2. A person becomes a member of a Hindu Undivided Family business by virtue of birth. There is no provision to that effect in the company. A person becomes member of a company by acquiring share and whose name is entered in the registere of members.
3. No registration is compulsory for carrying on business for gain by a Hindu Undivided Family. Registration of a company is compulsory.
4. In a Hindu Undivided Family business the Karta (manager) has the sole authority to contract debts for the purpose of the business, other coparceners cannot do so. There is no such system in a company.
5. In the company, profit is distributed according to the number of shares of the members. In Joint Hindu Family Business, distribution of profit is equal in all members.
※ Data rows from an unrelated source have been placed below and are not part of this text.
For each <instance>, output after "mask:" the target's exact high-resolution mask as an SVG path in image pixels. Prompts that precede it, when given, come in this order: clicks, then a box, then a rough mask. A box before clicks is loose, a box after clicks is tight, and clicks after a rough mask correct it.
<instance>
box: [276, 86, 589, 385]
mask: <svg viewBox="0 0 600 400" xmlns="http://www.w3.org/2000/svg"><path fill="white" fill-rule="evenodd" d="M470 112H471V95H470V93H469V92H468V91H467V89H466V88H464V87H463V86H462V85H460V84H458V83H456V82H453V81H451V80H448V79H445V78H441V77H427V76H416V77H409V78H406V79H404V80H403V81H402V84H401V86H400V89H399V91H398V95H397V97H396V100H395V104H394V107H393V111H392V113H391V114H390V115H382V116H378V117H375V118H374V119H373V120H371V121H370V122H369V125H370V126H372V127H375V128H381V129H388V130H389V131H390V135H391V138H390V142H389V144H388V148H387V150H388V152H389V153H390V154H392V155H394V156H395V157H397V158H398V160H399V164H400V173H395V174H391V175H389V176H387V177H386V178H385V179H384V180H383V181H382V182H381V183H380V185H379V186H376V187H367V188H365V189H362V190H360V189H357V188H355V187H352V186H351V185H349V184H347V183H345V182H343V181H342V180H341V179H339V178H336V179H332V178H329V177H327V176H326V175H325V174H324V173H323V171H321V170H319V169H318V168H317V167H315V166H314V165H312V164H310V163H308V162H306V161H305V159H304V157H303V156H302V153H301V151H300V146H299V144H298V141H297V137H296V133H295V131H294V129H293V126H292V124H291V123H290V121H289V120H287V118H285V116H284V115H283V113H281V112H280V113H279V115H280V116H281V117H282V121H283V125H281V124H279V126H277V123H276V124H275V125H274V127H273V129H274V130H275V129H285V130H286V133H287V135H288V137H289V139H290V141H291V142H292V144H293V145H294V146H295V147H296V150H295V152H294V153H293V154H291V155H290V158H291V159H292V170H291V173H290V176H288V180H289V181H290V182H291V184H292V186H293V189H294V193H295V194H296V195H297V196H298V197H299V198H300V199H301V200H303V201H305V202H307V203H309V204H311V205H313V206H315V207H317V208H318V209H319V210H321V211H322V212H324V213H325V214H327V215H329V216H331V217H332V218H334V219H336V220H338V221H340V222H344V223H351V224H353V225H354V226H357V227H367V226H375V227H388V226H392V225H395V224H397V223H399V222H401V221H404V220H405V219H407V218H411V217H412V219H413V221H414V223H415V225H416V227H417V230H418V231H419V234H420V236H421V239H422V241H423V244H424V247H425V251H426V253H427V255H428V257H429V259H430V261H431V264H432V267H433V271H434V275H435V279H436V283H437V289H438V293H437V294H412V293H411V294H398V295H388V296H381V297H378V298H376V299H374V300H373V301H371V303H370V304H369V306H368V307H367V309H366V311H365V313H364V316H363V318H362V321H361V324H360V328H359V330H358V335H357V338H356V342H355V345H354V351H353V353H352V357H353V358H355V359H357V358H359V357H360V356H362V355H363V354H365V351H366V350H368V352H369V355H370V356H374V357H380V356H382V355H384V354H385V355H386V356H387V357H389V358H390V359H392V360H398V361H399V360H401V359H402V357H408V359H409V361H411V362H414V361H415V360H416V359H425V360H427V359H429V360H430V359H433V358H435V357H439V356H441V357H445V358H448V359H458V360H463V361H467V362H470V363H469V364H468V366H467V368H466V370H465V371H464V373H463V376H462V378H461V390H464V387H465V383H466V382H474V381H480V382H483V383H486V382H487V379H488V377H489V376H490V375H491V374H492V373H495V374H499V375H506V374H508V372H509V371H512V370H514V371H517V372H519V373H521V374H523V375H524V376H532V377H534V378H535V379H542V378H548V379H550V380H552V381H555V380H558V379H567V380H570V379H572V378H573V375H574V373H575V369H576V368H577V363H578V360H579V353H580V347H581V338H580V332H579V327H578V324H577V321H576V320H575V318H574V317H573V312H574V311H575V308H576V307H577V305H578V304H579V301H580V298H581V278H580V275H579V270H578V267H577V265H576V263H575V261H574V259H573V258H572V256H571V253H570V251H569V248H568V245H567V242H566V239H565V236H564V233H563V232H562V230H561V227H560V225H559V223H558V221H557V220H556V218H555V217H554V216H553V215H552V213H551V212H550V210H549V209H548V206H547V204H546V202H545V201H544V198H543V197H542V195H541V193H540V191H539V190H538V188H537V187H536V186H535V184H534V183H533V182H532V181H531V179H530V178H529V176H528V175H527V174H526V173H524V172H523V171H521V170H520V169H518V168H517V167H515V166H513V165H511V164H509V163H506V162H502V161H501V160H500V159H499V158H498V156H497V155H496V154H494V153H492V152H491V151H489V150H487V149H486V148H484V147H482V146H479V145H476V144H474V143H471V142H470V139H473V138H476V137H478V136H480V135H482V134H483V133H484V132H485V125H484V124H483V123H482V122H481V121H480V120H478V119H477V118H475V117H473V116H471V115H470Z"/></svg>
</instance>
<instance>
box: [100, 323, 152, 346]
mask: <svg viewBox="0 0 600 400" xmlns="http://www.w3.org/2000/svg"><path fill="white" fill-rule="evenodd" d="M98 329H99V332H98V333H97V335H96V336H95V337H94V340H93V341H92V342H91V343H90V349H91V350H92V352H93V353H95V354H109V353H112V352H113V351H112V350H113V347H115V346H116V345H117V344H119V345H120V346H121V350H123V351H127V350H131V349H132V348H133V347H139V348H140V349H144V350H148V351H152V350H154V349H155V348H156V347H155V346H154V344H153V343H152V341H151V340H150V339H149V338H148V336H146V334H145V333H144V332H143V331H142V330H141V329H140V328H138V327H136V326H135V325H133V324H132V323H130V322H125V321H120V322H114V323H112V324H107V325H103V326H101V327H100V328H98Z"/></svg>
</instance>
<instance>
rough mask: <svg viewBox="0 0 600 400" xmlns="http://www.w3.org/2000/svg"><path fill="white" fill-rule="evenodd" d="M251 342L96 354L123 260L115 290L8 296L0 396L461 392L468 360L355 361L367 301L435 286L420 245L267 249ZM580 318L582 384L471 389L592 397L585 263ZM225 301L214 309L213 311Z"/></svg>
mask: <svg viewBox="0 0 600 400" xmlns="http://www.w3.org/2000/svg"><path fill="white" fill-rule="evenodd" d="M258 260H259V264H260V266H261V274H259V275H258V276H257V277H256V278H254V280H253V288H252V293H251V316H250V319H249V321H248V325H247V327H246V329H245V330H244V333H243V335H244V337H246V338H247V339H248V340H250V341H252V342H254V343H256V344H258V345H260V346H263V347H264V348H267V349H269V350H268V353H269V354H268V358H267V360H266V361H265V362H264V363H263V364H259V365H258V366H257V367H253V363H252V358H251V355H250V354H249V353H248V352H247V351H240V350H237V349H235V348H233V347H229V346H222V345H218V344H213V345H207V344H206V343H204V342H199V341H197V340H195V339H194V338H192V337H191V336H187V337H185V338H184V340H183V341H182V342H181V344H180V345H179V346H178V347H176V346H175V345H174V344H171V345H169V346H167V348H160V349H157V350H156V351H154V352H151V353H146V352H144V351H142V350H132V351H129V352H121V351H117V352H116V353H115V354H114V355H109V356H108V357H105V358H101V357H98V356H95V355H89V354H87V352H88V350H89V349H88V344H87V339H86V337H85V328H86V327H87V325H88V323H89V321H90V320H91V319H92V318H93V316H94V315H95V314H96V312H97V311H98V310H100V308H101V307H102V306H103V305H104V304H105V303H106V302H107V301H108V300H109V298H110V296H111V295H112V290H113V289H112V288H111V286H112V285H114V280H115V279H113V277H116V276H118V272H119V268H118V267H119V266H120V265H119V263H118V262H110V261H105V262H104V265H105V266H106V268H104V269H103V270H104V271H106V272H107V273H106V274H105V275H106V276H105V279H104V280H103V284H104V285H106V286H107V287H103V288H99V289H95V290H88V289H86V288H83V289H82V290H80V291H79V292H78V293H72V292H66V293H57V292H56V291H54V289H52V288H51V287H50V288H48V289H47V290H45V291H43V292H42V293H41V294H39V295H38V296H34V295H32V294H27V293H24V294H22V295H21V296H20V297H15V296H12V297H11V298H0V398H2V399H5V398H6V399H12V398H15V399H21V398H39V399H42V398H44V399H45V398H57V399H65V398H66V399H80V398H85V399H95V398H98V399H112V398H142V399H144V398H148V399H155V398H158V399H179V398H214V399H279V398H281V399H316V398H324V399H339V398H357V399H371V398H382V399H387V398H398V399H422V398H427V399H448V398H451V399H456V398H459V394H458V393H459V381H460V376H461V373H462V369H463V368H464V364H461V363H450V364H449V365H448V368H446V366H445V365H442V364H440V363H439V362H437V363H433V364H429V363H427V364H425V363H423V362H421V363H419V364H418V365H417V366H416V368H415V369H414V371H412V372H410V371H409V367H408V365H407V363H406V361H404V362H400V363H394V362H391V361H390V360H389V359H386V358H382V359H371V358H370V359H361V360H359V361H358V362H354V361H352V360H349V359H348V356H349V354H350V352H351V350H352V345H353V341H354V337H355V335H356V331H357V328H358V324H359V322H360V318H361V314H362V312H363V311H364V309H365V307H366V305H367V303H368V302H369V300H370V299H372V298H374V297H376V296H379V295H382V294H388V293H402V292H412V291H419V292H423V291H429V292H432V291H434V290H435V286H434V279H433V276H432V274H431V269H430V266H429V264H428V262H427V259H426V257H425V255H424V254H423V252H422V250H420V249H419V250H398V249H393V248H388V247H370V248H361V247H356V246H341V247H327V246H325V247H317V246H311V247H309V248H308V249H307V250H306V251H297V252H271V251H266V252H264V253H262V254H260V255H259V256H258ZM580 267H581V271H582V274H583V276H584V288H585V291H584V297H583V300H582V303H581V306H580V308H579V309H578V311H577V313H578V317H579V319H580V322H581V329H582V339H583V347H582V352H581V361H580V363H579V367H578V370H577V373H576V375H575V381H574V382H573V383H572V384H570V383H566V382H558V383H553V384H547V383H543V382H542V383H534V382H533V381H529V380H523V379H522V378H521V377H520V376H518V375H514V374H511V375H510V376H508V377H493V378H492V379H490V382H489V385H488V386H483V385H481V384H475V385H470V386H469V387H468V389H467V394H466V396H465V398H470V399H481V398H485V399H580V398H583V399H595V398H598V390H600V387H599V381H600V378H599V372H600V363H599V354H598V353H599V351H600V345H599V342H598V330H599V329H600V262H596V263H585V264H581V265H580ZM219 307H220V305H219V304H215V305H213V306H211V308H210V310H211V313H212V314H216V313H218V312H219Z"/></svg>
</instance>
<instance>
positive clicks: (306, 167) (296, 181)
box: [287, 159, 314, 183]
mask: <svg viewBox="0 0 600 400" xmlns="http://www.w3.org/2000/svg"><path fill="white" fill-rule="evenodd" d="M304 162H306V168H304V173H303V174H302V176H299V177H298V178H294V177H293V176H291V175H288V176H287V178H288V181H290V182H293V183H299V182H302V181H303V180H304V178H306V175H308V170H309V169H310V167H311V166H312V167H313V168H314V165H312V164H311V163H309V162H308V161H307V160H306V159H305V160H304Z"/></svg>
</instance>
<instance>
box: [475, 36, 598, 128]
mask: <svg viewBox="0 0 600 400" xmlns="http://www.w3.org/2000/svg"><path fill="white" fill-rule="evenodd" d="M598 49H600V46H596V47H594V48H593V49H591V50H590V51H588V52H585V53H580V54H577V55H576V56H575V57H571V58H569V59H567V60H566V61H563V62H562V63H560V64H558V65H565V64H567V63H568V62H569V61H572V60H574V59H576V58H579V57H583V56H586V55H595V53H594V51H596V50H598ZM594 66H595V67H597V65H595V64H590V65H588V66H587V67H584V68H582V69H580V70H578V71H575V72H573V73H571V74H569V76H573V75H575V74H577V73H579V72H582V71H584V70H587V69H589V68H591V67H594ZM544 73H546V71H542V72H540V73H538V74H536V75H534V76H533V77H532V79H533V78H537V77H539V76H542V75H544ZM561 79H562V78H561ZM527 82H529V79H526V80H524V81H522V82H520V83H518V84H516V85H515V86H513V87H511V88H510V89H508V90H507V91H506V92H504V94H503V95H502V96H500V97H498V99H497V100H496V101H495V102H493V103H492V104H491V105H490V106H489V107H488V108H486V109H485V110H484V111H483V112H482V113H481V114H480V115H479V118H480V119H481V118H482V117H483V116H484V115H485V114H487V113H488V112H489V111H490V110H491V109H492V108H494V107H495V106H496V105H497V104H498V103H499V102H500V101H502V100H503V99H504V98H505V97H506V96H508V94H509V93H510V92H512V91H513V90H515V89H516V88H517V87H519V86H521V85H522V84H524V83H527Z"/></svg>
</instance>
The Registrar Of Companies (ROC)
Sec 2(74) :― “register of companies” means the register of companies maintained by the Registrar on paper or in any electronic mode under this Act;
Sec 2(75) :― “Registrar” means a Registrar, an Additional Registrar, a Joint Registrar, a Deputy Registrar or an Assistant Registrar, having the duty of registering companies and discharging various functions under this Act;
The ROC is the primary regulatory authority of companies registered under the Companies Act, 2013. The Registrar of Companies ( ROC ) is an office under the Ministry of Corporate Affairs (MCA), which is the body that deals with the administration of companies in India. At present, around 25 Registrar of Companies (ROCs) is operating in all the major states/UT’s.
However, states like Tamil Nadu and Maharashtra, have more than one ROC. As per section 609 of the Companies Act, 1956, the ROCs are tasked with the principal duty of registering the companies across the states and the union territories. Currently, after the introduction of Companies Act, 2013, the same powers conferred under section 609 is provided under section 396 of the Companies Act, 2013 to the ROCs.
Registrar of Companies maintains a registry of records concerning companies which are registered with them and allows the general public in accessing this information on payment of a stipulated fee. The Central Government preserves administrative control over the Registrar of Companies with the help of Regional Directors.
Functions of ROC :-
* The ROC takes care of registration of a company (also referred to as incorporation of the company) in the country.
* It completes regulation and reporting of companies and their shareholders and directors and also administers government reporting of several matters which includes the annual filing of numerous documents.
* The Registrar of Companies plays an essential role in fostering and facilitating business culture.
* Every company in the country requires the approval of the ROC to come into existence. The ROC provides an incorporation certificate which is conclusive evidence of the existence of any company. A company, once incorporated, cannot cease unless the name of the company is struck off from the register of companies.
* Among other functions, it is worthy to note that the Registrar of Companies could also ask for supplementary information from any company. It could search its premises and seize the books of accounts with the prior approval of the court.
* Most importantly, the Registrar of Companies could also file a petition for winding up of a company.
Companies are registered by ROC :-
No company can come into existence by itself. It requires a certificate of incorporation issued by the Registrar of Companies after the finalization of several statutory requirements. As part of the statutory process, the promoters need to submit several documents to the Registrar of Companies.
After authenticating the documents, the ROC inputs the company’s name in the register of companies and releases the certificate of incorporation. The Registrar together with the certificate of incorporation also issues a certificate of commencement of business.
ROC can say ‘no’ to registering company :-
ROC can refuse to register a company on various grounds. The registrar needs to ensure that no registration is allowed for companies having an objectionable name. The registrar could also decline to register any company which has unlawful objectives.
Filing resolutions with ROC :-
A company is required to intimate the Registrar of Companies concerning all of its activities which includes appointing directors or managing directors, issuing prospectus, appointing sole-selling agents, or the resolution regarding voluntary winding up, etc.